Nama                                    : Dimas Beck
No KTP                                 : 307976545001
Tempat, Tanggal Lahir      : Bandung, 7 Januari 1973
Alamat                                  : Jalan Delima Merah no. 41 Bandung
Nomor Telepon                  : 0893309222

Selanjutnya disebut dengan Pihak Kedua.

Dalam surat ini, kedua belah pihak menyatakan sepakat bahwa :

  • Pada tanggal 20 Februari 2015, Pihak Kedua telah meminjam uang sebesar Rp. 20.000.000 kepada Pihak Pertama dengan janji akan dibayar secara dicicil Rp. 1.000.000 per bulan. Tetapi hanya berlangsung selama 3 bulan pertama, setelah itu Pihak Kedua meminjam uang lagi sebesar Rp. 5.000.000, sehingga total hutang Rp. 22.000.000.
  • Setelah berhutang kembali, Pihak Kedua berjanji akan melunasi pada akhir Bulan Desember 2015. Tetapi sampai Bulan April 2016, Pihak Kedua hanya sanggup melunasi hutang sebesar Rp. 10.000.000. maka masih ada sisa hutang Rp. 12.000.000.
  • Untuk melunasi sisa hutang tersebut, kedua belah pihak sepakat bahwa Pihak Kedua akan melunasi hutang tersebut kepada Pihak Pertama dengan jangka waktu 3 bulan. Selambat – lambatnya tanggal 30 Agustus 2016.
  • Untuk menjamin terlaksananya pembayaran Sisa Hutang oleh Pihak Kedua kepada Pihak Pertama sebagaimana dimaksud pada poin diatas, maka Pihak Kedua menjaminkan barang miliknya berupa Motor Honda Beat keluaran Tahun 2015 lengkap dengan BPKB dengan perkiraan harga sebesar Rp. 11.000.000.
  • Dalam hal Pihak Kedua tidak dapat melaksanakan kewajibannya untuk melunasi sisa hutang kepada Pihak Pertama pada tanggal tersebut sebagaimana dimaksud pada poin diatas, maka dalam jangka waktu 2 minggu, terhitung sejak tanggal jatuh tempo tersebut, maka Pihak Kedua menyatakan bahwa barang jaminan tersebut telah menjadi hak milik Pihak Pertama.
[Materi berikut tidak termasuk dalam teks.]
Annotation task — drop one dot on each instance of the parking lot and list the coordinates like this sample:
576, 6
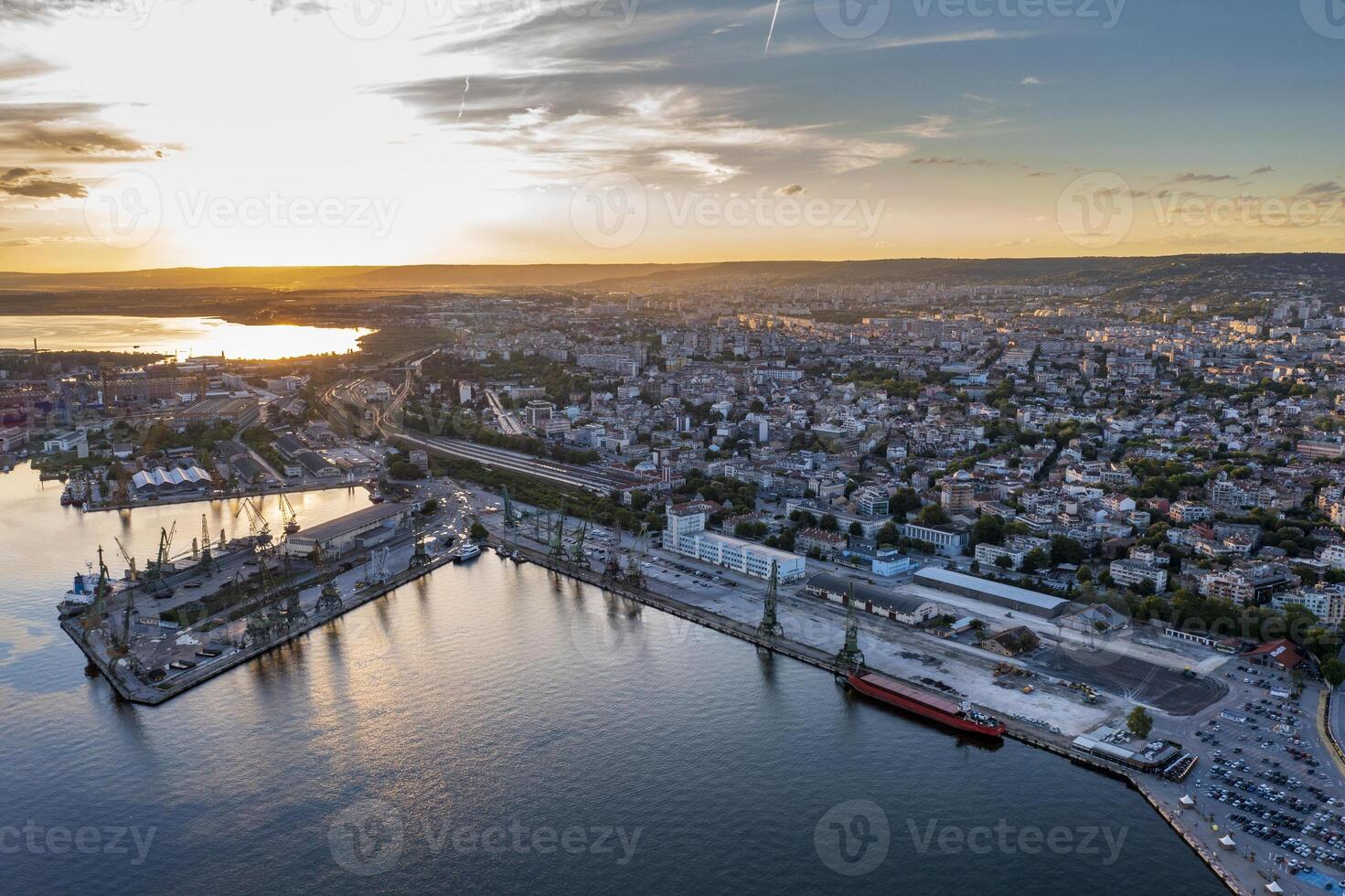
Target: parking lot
1267, 782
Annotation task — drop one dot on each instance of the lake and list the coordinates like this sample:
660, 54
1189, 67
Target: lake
179, 336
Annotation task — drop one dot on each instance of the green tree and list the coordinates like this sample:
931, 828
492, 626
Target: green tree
902, 502
1034, 560
987, 530
1139, 721
1065, 550
933, 516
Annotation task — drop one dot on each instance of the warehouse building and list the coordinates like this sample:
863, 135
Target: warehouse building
353, 531
911, 611
991, 592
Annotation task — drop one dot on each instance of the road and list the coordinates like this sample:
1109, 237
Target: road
510, 424
567, 475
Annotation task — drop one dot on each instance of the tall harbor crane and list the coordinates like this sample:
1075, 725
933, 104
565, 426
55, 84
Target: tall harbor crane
770, 627
328, 601
850, 656
288, 513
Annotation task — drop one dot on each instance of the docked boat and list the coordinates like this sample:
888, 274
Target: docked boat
933, 707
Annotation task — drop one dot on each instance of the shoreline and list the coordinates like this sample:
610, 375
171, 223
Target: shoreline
233, 496
1016, 730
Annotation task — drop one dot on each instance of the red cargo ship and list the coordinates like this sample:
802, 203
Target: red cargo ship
933, 707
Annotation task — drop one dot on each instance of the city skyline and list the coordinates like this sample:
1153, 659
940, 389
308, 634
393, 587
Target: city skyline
416, 132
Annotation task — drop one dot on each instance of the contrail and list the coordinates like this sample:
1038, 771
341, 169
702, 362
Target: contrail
467, 85
776, 15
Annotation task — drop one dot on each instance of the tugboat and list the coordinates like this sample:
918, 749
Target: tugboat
933, 707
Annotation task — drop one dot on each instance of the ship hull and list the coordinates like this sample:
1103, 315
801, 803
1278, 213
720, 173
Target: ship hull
922, 709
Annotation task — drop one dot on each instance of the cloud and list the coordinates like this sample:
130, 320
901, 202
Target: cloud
928, 127
702, 165
1321, 191
954, 160
37, 185
1201, 177
65, 131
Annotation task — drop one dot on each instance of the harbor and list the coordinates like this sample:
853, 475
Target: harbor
424, 662
208, 650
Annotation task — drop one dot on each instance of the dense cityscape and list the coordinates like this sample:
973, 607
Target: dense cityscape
671, 447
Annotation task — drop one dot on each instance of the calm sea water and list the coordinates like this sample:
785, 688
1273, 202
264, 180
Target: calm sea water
180, 336
496, 730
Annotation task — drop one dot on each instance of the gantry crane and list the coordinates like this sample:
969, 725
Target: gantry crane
770, 627
288, 513
850, 658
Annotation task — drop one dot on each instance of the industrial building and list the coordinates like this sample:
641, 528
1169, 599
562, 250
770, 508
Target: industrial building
911, 611
991, 592
360, 529
170, 482
686, 536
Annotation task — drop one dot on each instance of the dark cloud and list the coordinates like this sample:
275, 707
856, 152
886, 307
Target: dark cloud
57, 131
1201, 177
39, 185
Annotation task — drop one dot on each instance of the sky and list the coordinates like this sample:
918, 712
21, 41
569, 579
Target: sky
151, 133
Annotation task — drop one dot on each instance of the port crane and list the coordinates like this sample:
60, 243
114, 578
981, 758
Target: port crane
328, 601
257, 525
770, 627
125, 554
288, 513
850, 656
156, 571
206, 559
613, 571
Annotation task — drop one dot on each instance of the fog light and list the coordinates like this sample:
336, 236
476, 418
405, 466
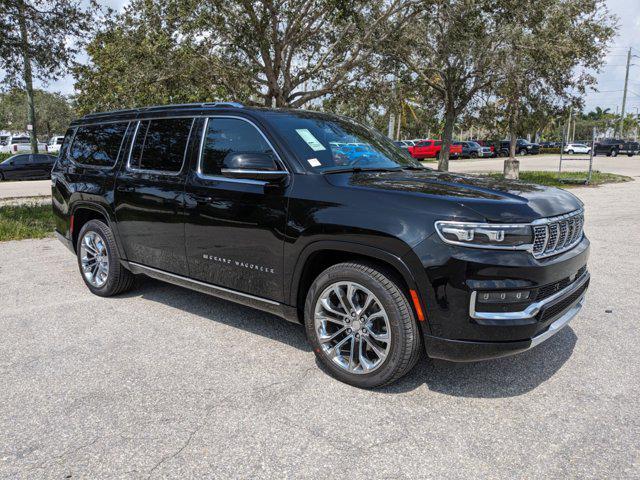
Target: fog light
513, 296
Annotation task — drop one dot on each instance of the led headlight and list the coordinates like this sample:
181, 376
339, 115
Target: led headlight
486, 235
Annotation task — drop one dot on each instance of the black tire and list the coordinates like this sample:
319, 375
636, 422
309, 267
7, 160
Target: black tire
119, 279
406, 343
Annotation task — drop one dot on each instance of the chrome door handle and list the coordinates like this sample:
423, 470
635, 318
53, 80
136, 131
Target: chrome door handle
202, 199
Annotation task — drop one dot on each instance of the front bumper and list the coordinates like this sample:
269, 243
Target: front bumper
456, 330
471, 351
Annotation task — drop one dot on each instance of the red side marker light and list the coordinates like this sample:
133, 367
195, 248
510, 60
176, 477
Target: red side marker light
416, 304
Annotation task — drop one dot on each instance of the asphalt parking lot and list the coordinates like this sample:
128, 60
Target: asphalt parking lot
165, 382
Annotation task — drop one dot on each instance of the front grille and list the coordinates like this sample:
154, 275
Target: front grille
547, 290
559, 307
557, 234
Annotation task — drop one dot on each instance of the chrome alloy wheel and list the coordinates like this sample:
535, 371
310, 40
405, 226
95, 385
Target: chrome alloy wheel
352, 327
94, 259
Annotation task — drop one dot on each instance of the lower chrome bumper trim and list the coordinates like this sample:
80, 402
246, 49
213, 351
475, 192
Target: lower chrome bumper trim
559, 324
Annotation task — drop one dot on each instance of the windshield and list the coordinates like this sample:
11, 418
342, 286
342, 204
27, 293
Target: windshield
327, 143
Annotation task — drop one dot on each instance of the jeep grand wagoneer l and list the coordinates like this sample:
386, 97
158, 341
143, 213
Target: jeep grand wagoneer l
322, 221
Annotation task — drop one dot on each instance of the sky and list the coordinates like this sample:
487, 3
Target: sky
610, 78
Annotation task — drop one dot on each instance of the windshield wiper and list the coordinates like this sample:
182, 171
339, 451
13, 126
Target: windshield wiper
361, 169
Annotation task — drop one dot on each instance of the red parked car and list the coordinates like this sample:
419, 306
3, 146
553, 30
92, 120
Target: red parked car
431, 149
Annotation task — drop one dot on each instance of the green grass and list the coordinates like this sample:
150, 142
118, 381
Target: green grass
18, 222
566, 179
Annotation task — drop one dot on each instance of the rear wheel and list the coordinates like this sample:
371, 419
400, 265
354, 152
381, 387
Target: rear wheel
99, 261
361, 325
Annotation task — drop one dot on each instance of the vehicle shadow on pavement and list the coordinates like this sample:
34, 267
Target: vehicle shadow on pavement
503, 377
221, 311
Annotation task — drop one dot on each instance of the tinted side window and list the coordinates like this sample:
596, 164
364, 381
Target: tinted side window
230, 135
98, 145
21, 160
43, 158
160, 144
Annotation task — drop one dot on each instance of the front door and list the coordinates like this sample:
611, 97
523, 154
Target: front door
149, 195
234, 228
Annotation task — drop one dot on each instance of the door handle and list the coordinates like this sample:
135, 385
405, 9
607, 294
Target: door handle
202, 199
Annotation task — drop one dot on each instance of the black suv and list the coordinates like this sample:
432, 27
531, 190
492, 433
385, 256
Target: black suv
322, 221
612, 147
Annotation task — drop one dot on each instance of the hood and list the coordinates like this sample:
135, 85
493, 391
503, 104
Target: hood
496, 200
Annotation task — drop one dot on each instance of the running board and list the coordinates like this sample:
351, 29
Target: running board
285, 311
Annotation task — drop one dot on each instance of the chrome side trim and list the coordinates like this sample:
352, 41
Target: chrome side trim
559, 324
529, 312
209, 286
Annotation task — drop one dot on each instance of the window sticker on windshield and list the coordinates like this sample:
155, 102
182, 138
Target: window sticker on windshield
312, 141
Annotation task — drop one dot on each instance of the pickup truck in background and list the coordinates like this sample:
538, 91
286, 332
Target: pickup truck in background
612, 147
431, 149
20, 143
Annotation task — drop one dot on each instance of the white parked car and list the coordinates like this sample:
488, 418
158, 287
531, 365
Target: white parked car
20, 143
54, 144
576, 148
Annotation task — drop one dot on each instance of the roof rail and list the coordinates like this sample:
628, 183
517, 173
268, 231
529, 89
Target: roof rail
224, 104
162, 107
112, 112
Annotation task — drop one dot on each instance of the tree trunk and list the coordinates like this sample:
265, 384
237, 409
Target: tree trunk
511, 165
28, 77
449, 121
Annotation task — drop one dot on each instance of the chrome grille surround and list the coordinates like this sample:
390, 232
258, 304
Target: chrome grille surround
551, 235
555, 235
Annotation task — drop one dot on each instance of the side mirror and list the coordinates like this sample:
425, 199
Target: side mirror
252, 166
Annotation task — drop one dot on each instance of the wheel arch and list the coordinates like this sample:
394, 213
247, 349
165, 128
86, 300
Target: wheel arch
320, 255
82, 212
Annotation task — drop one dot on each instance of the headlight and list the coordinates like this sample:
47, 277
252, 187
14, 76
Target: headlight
486, 235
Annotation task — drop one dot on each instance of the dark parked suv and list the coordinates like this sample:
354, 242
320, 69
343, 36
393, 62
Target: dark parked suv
377, 256
612, 147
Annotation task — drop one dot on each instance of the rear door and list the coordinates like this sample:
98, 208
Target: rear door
149, 194
235, 227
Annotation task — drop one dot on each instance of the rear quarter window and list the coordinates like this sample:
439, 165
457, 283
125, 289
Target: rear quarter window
97, 145
160, 145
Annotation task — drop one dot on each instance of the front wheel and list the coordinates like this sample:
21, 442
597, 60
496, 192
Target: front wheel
99, 261
361, 325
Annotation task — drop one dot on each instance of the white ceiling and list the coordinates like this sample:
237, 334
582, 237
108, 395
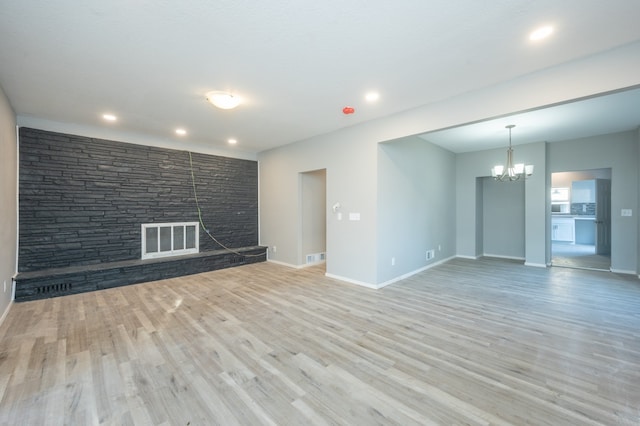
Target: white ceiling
609, 113
296, 63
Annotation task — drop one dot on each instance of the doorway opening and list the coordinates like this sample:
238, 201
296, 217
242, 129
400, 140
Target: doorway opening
581, 219
313, 219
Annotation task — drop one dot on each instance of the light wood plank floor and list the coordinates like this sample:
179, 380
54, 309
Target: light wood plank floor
467, 342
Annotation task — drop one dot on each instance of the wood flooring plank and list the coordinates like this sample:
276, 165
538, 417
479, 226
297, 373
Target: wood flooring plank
485, 342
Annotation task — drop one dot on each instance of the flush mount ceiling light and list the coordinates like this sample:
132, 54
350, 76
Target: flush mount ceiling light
223, 100
372, 96
540, 33
511, 172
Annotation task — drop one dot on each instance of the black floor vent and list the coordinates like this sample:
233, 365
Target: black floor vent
54, 288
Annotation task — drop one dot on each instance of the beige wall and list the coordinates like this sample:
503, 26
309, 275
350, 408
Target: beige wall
8, 202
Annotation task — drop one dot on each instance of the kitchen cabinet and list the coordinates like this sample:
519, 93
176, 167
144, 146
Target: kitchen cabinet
563, 229
585, 230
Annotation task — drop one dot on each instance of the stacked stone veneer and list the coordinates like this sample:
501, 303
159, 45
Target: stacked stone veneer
82, 202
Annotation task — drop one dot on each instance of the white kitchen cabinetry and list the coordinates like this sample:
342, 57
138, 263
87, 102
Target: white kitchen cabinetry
563, 229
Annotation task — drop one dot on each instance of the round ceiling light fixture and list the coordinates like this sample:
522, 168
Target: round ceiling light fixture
222, 100
541, 33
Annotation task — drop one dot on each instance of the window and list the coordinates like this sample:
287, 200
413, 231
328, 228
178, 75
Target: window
169, 239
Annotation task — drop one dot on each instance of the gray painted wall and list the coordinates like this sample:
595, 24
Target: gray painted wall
416, 183
314, 213
470, 210
350, 157
351, 171
619, 152
8, 201
503, 218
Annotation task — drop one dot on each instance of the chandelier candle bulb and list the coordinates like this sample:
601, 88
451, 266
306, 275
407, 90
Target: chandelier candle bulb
511, 172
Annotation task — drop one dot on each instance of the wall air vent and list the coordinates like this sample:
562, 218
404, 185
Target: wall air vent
315, 258
54, 289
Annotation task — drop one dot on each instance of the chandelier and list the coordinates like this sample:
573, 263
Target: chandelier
511, 172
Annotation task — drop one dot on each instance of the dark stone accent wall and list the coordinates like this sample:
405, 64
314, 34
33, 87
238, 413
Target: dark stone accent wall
64, 281
82, 200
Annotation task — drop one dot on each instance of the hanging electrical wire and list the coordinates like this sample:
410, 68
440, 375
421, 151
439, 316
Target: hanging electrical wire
202, 225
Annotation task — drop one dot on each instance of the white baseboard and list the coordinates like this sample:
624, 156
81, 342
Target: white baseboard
349, 280
391, 281
6, 312
499, 256
536, 265
461, 256
623, 271
288, 265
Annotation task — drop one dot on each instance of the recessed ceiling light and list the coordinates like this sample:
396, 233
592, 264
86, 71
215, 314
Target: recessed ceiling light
540, 33
223, 100
372, 96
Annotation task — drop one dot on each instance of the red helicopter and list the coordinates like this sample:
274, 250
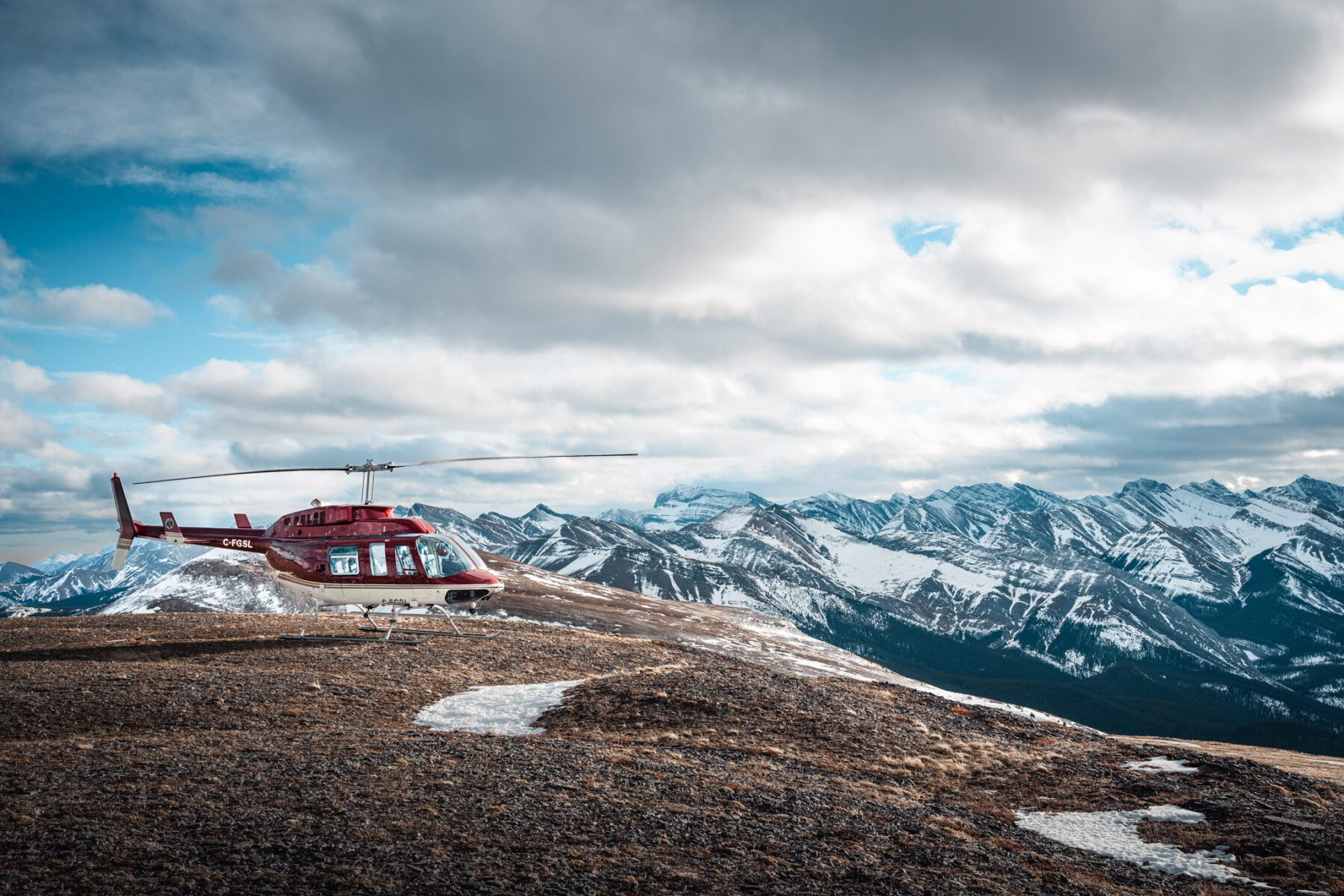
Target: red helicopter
347, 554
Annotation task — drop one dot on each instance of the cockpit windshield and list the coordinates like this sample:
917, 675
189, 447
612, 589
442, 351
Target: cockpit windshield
441, 556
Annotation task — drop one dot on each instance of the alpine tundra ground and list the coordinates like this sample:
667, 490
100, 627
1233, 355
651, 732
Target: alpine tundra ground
196, 753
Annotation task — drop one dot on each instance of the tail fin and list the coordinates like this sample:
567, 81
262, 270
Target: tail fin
125, 524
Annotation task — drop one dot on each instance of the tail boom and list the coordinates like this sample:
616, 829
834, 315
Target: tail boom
128, 529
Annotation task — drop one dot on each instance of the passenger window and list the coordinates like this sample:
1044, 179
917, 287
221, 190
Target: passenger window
405, 561
344, 561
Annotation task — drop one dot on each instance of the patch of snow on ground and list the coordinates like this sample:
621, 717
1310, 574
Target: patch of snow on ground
1116, 835
497, 709
1162, 765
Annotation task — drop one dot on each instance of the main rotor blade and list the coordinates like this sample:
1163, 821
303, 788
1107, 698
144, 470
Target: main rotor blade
213, 476
504, 457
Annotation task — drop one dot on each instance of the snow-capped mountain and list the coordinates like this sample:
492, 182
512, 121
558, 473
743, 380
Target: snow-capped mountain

Dan kepengurusan balik nama ditanggung oleh Pihak Kedua dengan pengawasan langsung oleh Pihak Pertama.
  • Pihak kedua dengan ini menyatakan dan menjamin dengan sebenar-benarnya bahwa barang jaminan adalah milik Pihak Kedua sepenuhnya serta barang jaminan tidak sedang berada dibawah penjaminan atas suatu hutang apapun kepada pihak manapun dan barang jaminan tidak sedang terlibat dalam sengketa hukum apapun dengan pihak manapaun.
  • Dalam hal pernyataan dan jaminan Pihak Kedua tersebut sebagaimana dimaksud tersebut, ternyata tidak benar, maka Pihak Kedua dengan ini bertanggung jawab atas ketidakbenaran pernyataan dan jaminan tersebut, dan oleh karenanya Pihak Kedua membebaskan Pihak Pertama dari tuntutan hukum apapun dan dari pihak manapun.

Demikian Kesepakatan Bersama ini dibuat dalam rangkap 2 (dua), masing-masing rangkap bermeterai cukup dan kedua belah pihak masing-masing memperoleh satu rangkap yang kesemuanya mempunyai kekuatan hukum yang sama.

 

Pihak Pertama                                                                 Pihak Kedua

 

Roy Martin                                                                         Dimas Beck

 

Saksi – Saksi

  1. Rezza Artamevia (………………………………….)
  2. Roy Suryo (………………………………….)

Itulah dua contoh surat kesepakatan bersama tentang hak asuh anak dan hutang piutang. Semoga kedua contoh diatas bisa dijadikan referensi dan dijadikan contoh untuk Anda yang sedang ingin membuat sebuah surat kesepakatan. Yang perlu digaris bawahi adalah, dalam membuat kesepakatan haruslah tanpa ada tekanan. Hal ini agar tidak ada pihak yang merasa dirugikan.